Though it might be old news to some, this week the press in London has been losing its head again over yet more stories about the Tudors. Yesterday it was the news that a celebrated portrait of Anne Boleyn – second wife of Henry VIII – which hangs in the city’s National Portrait Gallery in fact depicts somebody else. The “scientists” who discovered this aren’t sure who that somebody is but it’s a damn good yarn. It’s extraordinary that the machinations of the Tudor court remain one of the few pockets of the UK’s rich and varied history that virtually any person you talk to in this country is guaranteed to know something about.
The recent successful TV adaptation of Hilary Mantel’s novel Wolf Hall has a lot to do with it. But this fascination with the Tudor period runs deep in the British consciousness. There are characters who have a pervasive influence on their respective countries’ very sense of history: Henry VIII or Winston Churchill here, Joan of Arc or Marie Antoinette across the Channel and so on. But why do their stories endure? Why has Henry VIII remained so compelling for half a millennium?
Well, first of all the King had six wives. As any seriously committed polygamist will tell you that’s not a bad score to rack up if you’re only talking one wife at a time. And the monarch himself was only in his fifties when he shuffled off. I still recall the fates of the heavyweight king’s wives by using the little rhyme that I was taught at school: divorced, beheaded, died, divorced, beheaded, survived. It’s memorable stuff.
Talking of heavyweights, an unhealthy fascination with food is another parallel that Henry Tudor shares with today’s media. Sure, he rocked tights for hunting and warfare but he wasn’t sufficiently worried how he might fit into them – not enough to think twice about giving it all he had when it came to a chow down anyway.
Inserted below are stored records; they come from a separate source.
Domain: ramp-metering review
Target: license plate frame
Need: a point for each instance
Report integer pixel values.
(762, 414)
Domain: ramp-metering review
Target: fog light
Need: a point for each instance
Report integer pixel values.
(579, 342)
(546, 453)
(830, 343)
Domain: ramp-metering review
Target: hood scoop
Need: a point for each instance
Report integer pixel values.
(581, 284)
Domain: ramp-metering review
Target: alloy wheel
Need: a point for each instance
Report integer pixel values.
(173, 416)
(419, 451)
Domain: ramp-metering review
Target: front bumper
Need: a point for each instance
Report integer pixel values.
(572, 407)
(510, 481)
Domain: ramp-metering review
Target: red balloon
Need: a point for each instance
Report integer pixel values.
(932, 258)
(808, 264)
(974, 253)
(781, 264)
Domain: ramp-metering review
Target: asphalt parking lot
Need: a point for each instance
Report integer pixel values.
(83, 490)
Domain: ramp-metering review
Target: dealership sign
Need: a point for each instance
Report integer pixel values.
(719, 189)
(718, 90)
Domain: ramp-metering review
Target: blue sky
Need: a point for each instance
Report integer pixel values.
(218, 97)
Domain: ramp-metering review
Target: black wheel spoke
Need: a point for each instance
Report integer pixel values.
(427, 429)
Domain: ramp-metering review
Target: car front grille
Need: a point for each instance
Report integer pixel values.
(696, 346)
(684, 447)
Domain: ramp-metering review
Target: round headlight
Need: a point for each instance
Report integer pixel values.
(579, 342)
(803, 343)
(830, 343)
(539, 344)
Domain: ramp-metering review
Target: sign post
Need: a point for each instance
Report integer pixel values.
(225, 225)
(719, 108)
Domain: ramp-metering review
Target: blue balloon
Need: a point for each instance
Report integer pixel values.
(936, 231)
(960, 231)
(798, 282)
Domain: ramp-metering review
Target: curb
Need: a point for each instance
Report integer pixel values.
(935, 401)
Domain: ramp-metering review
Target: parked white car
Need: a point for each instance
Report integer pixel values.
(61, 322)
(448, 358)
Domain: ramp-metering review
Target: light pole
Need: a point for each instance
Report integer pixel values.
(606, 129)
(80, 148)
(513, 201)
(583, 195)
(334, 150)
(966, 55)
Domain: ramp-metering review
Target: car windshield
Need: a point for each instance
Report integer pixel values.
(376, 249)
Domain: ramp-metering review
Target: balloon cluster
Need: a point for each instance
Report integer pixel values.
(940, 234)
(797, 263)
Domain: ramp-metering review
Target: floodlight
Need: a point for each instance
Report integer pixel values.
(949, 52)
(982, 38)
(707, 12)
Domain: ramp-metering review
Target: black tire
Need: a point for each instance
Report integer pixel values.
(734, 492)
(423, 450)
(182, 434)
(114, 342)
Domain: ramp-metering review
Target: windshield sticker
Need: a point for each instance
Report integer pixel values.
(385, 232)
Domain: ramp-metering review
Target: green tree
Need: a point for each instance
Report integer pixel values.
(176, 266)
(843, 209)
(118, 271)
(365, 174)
It’s no mean feat hitting a 54-inch waist. You have to eat a lot of roast cygnet to get there and that’s as true today as it was in the early 16th century. A doff of the crown to you, my liege.
The next thing that works for Henry is houses: an appreciation of Tudor architecture is almost inbuilt here in England. Whether it’s Henry’s lavish gaffs such as Hampton Court Palace or Hatfield House, we love the sumptuous style and some serious timber-beam action. And it needn’t be original: the mock-Tudor embellishment is still a beloved architectural theme for footballers and financiers alike.
Another reason behind our collective fascination with Henry VIII is that he was – as we all know – a big fan of simply killing people that displeased him. All great stories need a dash of villainy of exactly this flavour.
A murderous, bellicose, oversized, megalomaniac warrior, gourmand and monarch. You know what? It’s easier than I thought to figure out why Henry VIII is still the talk of the town.